The Budapest Cowbells are an American football team from Budapest, Hungary. The team was founded in December 2013 by merger of Budapest Cowboys and Újbuda Rebels. The Cowbells are two-time champions of Hungarian Football League.

==Brief history==

===Budapest Cowboys===
The Cowboys were the first Hungarian American football team. American businessman Tom Kelly established it in 1991 as Budapest Starforce and they played the first American football match in Hungary against Munich Nightmare. In 1993, under new head coach Jeff Egan, they merged with the other Hungarian club Budapest Lions. That year they went undefeated in the Austrian Football League Third Division, losing only to the Vienna Vikings II (second team) from the second division (third tier) in the League Championship. In 1994 they changed their name into Budapest Cowboys. Due to their routing of third division teams the year prior they were moved up to the second division (third tier) where they again went undefeated during the regular season. They won most games by a wide margin, but lost in the League Championship game again to the second team of the Vikings; this time only by a point.
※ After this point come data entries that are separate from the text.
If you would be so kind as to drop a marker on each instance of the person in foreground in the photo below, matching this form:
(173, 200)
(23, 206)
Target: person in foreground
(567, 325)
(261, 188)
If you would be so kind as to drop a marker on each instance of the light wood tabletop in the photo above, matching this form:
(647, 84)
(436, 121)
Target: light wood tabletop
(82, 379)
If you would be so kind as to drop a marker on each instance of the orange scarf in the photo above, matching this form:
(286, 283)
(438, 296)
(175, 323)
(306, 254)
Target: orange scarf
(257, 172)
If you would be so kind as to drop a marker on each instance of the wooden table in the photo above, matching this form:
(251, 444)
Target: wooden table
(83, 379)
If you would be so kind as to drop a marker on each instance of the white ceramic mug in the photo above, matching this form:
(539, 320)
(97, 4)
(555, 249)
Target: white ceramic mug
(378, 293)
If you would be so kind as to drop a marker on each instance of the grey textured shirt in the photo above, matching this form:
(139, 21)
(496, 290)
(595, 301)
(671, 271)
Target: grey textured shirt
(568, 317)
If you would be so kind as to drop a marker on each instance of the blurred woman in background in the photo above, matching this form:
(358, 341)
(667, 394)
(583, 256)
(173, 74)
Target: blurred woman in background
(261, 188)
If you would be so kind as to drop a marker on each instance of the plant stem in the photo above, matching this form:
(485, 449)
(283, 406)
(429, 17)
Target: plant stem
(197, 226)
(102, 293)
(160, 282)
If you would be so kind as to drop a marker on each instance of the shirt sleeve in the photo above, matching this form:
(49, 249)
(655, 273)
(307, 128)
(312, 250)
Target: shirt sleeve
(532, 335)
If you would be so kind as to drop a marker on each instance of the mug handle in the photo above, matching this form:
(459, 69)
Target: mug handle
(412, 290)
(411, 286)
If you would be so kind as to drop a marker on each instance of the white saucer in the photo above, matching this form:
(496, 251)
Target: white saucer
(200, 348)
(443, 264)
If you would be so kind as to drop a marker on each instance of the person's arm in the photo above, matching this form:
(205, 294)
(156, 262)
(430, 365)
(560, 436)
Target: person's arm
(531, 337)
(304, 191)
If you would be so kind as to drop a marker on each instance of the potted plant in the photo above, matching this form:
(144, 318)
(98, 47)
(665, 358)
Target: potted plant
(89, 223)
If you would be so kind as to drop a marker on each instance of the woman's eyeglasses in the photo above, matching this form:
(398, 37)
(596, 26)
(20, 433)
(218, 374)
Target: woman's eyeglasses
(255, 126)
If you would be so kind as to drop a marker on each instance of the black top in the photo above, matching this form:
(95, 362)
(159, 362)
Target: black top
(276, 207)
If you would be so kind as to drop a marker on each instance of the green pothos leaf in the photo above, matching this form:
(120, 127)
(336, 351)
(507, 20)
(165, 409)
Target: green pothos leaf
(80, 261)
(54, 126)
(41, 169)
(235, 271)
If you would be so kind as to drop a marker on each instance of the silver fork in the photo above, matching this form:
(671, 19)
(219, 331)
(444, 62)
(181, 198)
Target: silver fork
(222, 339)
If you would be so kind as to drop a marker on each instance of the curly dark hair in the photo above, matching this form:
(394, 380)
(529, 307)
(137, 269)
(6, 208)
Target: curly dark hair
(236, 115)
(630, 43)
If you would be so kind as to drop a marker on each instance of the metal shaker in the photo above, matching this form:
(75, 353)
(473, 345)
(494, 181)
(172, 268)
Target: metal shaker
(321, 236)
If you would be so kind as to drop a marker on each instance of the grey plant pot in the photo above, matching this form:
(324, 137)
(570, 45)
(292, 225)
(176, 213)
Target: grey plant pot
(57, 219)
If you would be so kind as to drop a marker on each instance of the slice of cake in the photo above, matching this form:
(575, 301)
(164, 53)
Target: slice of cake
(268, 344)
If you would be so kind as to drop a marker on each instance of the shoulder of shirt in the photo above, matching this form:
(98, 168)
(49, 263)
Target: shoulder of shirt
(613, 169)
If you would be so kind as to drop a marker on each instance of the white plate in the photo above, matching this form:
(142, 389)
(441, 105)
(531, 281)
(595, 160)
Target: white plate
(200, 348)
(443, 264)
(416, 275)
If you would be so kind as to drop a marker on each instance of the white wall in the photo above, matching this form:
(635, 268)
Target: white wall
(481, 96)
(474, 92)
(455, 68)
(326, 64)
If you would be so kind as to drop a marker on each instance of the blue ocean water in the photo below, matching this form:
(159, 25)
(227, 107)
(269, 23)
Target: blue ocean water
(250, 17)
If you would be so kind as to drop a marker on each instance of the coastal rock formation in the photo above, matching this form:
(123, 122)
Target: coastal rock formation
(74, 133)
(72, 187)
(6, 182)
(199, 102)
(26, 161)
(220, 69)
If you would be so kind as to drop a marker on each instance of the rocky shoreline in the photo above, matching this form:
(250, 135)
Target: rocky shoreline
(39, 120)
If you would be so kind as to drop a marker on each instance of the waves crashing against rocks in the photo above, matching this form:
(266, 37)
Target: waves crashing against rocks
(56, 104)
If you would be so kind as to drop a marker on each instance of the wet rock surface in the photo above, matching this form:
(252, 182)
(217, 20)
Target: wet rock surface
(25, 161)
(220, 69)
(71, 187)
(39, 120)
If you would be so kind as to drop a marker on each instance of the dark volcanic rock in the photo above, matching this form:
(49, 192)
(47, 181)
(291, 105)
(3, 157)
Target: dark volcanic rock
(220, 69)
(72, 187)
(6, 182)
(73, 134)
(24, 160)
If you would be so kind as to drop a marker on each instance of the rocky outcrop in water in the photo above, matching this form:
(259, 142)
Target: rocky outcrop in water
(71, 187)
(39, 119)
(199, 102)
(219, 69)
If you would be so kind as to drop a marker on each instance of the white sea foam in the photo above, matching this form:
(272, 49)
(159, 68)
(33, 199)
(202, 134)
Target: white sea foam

The coaches rotated again before the 1995 season and played in the third tier level in Austria finishing with a losing season. As there were no other Hungarian teams they participated the Czech and lower Austrian leagues until 2000 when the club stopped working.

In 2004 with the establishment of the Budapest Wolves Hungarian American football went alive. Some old Cowboys joined the new team, some started to train again, and in 2006 the Budapest Cowboys have been re-established. In 2007, they won the 2nd Division, and in 2008 they finished as runners-up in the Hungarian Bowl. In 2008 and 2009 they participated in the Central European Football League.

The Cowboys participated in the IFAF CEI Interleague in 2011 and 2012.

===Újbuda Rebels===
In 2004 North Pest Vipers have been established. In 2006 some of the Vipers joined the Cowboys, and in 2008 the management decided to join the Budapest Titans. Most of the players decided not to join the Titans but to continue alone, so they founded a new team under the name Újbuda Rebels. As they were technically a new team, they had to start in the 3rd Division in 2009, and they won it without losing a single game. In 2010, they joined the 1st Division and in 2012 the Hungarian Football League.

The Rebels participated in the IFAF CEI Interleague in 2013.

===Budapest Cowbells===
In December 2013 the two clubs joined. In 2014 in the HFL they participated as Rebels, in the IFAF CEI Interleague they participated as Cowboys. In this year they won the Hungarian Football League and finished runners-up in the Interleague. In December they merged the names of the teams.

In 2016, they finished as runners-up in the HFL losing against Miskolc Steelers, and they re-joined to the CEFL. In 2017 they won the HFL by defeating the Steelers.